Até certo ponto, a privacidade é sempre mental [risos]. Por exemplo, se alguém tem acesso aos dados do seu motor de busca, eles têm acesso a muitos dos seus pensamentos, o que eles estão preocupando você, se você está preocupado com alguma saúde, se você está procurando uma solução para um problema, se você está procurando um empréstimo. E, de certa forma, é ainda mais sério que seu mecanismo de busca possa ser acessado do que seu cérebro, porque ainda temos problemas para decodizar o cérebro e, portanto, você não se lembra do que estava procurando há 28 dias às 12 horas da tarde, mas seu mecanismo de pesquisa funciona. Mas o risco para a privacidade do cérebro também está crescendo. Muitas tecnologias estão sendo desenvolvidas para ler sinais neurais e ainda não são sofisticadas o suficiente para serem um risco significativo, mas estou surpreso com o fato de que tantas pessoas estão trabalhando nisso. E me alarma. Por exemplo, a Apple solicitou uma patente para ter AirPods que lêem ondas cerebrais. Por que precisamos disso?
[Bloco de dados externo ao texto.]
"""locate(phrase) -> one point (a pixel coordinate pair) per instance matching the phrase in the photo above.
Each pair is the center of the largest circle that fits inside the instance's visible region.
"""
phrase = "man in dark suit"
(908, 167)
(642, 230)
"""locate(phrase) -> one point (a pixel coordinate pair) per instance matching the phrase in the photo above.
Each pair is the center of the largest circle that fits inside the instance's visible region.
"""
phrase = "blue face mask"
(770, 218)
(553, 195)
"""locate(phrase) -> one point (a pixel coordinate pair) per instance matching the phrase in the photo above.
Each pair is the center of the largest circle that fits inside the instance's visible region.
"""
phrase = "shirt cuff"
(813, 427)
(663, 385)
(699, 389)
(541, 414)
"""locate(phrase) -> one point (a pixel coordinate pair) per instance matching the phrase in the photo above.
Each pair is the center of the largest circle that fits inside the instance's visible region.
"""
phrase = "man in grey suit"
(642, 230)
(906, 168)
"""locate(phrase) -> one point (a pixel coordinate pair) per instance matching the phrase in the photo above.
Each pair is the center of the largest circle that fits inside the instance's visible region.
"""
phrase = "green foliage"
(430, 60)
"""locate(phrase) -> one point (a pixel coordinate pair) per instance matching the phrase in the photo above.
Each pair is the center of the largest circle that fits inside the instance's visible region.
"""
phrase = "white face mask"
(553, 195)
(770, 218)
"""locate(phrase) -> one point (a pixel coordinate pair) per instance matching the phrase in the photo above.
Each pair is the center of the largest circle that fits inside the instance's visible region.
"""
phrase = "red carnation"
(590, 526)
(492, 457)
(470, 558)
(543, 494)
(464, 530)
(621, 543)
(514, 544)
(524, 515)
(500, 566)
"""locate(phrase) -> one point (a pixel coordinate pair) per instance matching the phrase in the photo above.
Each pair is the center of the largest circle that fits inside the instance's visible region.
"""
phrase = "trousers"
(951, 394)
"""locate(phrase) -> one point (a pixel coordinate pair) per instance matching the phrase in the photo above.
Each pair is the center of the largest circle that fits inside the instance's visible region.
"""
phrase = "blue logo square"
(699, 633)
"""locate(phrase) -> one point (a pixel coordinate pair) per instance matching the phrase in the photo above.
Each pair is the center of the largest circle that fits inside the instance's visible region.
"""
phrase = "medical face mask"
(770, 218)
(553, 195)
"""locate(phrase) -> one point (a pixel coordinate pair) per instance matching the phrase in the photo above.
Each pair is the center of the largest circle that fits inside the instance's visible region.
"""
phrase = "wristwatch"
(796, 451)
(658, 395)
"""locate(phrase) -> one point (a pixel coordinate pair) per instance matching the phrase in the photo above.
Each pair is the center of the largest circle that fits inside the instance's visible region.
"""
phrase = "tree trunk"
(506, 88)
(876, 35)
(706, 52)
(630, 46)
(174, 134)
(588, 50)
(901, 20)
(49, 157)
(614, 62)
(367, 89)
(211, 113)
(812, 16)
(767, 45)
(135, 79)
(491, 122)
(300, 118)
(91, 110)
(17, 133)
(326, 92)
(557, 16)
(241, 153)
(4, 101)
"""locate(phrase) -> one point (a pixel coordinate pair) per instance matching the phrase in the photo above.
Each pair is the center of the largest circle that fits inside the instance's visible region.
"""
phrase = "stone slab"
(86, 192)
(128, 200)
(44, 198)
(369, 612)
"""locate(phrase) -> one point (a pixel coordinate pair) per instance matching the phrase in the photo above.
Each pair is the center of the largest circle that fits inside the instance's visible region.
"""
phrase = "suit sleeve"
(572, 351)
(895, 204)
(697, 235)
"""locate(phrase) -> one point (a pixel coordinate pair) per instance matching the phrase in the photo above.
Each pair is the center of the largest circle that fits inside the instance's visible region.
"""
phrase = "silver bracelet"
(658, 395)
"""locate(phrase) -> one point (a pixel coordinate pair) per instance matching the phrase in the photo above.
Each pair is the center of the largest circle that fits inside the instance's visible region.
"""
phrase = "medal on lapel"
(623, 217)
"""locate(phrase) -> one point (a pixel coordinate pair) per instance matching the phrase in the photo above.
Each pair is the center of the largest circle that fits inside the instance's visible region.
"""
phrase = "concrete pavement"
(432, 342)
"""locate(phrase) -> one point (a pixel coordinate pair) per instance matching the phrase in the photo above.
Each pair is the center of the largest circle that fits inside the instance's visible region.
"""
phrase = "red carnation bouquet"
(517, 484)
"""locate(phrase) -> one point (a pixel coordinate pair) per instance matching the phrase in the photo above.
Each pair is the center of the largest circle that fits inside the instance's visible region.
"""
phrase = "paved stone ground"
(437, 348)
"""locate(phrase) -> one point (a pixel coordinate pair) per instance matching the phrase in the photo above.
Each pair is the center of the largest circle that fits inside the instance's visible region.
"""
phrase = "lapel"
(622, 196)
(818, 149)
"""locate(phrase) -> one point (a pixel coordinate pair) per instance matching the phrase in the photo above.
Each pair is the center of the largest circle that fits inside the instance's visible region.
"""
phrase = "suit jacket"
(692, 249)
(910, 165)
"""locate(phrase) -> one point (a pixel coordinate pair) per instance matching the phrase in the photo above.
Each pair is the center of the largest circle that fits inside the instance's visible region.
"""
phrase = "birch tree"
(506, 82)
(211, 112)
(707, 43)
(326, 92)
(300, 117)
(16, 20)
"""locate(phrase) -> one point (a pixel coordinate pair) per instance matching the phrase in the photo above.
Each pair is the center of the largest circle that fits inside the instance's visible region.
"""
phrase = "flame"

É realmente isso que o mundo precisa para ser um lugar melhor?
O código tende a ser um instrumento muito autoritário.
Como as coisas estão, com mais e mais notícias de vazamentos de dados (incluindo de bancos de dados bancários), mais sites que "forçariam cookies" e mais estudos que revelam as ameaças à privacidade em casas "inteligentes", você pode realmente falar sobre ética digital hoje? Como enfrentar a opacidade tecnológica sem cair no neoludismo?
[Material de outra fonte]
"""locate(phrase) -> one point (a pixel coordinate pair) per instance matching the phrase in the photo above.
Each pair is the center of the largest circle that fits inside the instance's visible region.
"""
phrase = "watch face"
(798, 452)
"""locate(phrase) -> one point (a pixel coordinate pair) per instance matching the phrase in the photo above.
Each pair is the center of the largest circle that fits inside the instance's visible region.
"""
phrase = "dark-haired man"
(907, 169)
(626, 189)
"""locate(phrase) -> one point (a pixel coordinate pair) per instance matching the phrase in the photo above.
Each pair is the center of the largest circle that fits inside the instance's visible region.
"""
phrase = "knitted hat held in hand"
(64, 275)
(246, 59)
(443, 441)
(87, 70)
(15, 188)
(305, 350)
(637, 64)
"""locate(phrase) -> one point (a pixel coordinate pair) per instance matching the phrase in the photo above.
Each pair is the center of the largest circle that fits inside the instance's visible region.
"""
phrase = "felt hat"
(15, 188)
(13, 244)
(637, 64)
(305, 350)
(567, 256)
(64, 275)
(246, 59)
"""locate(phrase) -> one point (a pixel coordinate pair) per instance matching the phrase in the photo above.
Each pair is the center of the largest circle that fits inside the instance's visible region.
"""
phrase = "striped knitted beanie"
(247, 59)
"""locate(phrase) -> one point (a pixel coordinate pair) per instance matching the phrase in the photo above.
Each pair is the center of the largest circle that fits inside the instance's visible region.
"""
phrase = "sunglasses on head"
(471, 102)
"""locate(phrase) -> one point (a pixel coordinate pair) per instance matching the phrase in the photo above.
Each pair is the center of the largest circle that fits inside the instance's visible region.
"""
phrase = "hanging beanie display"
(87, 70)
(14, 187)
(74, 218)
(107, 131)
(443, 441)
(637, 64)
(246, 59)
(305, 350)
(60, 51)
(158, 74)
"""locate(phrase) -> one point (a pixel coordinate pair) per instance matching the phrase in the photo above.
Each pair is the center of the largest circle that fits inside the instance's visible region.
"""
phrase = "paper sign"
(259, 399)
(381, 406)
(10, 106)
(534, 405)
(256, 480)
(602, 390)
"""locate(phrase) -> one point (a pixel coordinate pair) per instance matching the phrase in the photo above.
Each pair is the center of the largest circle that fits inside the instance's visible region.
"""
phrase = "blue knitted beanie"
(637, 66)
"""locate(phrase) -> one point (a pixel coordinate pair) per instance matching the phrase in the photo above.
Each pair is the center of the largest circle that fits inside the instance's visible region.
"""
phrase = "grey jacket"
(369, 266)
Quando a ética médica se desenvolveu, foi a partir de escândalos que o tornaram muito tangível e muito óbvio por que precisávamos. Precisamente porque estamos encontrando práticas muito antiéticas é que a ética digital está emergindo como disciplina. Porque se todas essas empresas usasse práticas éticas, não haveria tanta necessidade de mudança. A acusação de que, se você está preocupado com práticas éticas, é que você é contra a tecnologia é pura retórica. Porque ser contra a tecnologia mal projetada, a tecnologia que está prejudicando as pessoas não tem nada a ver com uma boa tecnologia. Encontraríamos poucas pessoas que são contra a tecnologia em princípio. A tecnologia deve ser melhor concebida para garantir que respeita os direitos humanos e torná-la uma influência positiva sobre a democracia e não negativa.
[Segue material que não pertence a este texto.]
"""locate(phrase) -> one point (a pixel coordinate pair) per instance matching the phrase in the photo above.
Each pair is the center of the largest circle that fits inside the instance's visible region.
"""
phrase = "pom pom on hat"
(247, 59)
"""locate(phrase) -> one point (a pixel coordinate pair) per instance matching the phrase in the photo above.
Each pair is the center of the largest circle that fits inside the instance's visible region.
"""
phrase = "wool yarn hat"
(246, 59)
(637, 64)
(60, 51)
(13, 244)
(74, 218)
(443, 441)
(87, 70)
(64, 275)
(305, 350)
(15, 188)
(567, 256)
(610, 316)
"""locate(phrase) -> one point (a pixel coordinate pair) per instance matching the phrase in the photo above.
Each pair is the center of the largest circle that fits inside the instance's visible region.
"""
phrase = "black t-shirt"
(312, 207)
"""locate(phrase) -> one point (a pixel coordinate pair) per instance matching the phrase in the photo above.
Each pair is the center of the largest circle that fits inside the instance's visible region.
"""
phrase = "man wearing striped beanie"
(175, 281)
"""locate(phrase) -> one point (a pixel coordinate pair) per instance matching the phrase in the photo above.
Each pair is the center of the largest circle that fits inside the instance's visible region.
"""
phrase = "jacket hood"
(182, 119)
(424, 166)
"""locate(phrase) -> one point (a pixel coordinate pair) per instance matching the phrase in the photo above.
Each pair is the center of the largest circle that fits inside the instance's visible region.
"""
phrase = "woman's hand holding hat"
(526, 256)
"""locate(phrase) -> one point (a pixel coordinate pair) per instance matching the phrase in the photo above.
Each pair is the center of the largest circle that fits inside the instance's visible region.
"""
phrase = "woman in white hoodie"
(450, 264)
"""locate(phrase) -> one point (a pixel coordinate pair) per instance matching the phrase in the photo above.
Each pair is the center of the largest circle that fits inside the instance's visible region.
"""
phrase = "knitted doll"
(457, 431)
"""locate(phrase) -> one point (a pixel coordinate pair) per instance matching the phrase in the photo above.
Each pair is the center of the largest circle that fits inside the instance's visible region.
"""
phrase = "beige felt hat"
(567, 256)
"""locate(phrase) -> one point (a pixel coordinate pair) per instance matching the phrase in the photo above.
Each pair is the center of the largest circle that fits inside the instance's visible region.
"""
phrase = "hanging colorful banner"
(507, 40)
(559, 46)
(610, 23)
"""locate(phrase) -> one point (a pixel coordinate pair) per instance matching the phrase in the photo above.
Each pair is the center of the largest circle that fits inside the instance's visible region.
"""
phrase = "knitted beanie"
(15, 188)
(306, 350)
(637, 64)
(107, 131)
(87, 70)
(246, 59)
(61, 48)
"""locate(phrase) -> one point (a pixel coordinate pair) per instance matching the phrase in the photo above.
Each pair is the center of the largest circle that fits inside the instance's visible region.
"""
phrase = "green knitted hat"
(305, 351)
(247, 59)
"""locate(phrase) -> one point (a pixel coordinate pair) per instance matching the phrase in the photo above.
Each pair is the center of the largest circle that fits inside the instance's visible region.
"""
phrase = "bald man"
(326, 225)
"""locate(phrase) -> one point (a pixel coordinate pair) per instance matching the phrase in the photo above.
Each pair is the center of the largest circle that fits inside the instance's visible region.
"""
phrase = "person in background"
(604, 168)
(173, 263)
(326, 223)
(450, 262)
Para fechar, você acha que a constante violação da privacidade está colocando o sistema democrático em cheque?
Acho que as democracias estão em um momento perigoso. Todos os anos, The Economist faz um estudo do estado da democracia no mundo e teme que nos últimos anos a democracia esteja perdendo terreno, não apenas no número de países democráticos, mas também na qualidade das democracias. Eu acho que não é coincidência que essa perda de democracia ocorra ao mesmo tempo que a ascensão da tecnologia digital. E em parte é uma perda de privacidade. A privacidade é importante porque nos protege de abusos de poder, e quando há instituições, se as corporações, sejam os governos, que têm muito poder, que geralmente corrói a democracia. Também deve-se ter em mente que o código tende a ser um instrumento muito autoritário. Se você tem uma lei que você não pode dirigir a uma determinada velocidade, você pode quebrar essa lei e isso tem consequências, mas quando o código do carro não deixa você ir a uma certa velocidade, não há negociação possível, não há possibilidade de quebrar a regra e pagar um preço por isso, não importa se você tem uma emergência, uma boa razão ou uma ruim: o código é autoritário. E sim, o código pode ser muito mais eficiente, mas não temos democracias para maximizar a eficiência, mas para maximizar a liberdade, o bem-estar e a proteção dos direitos.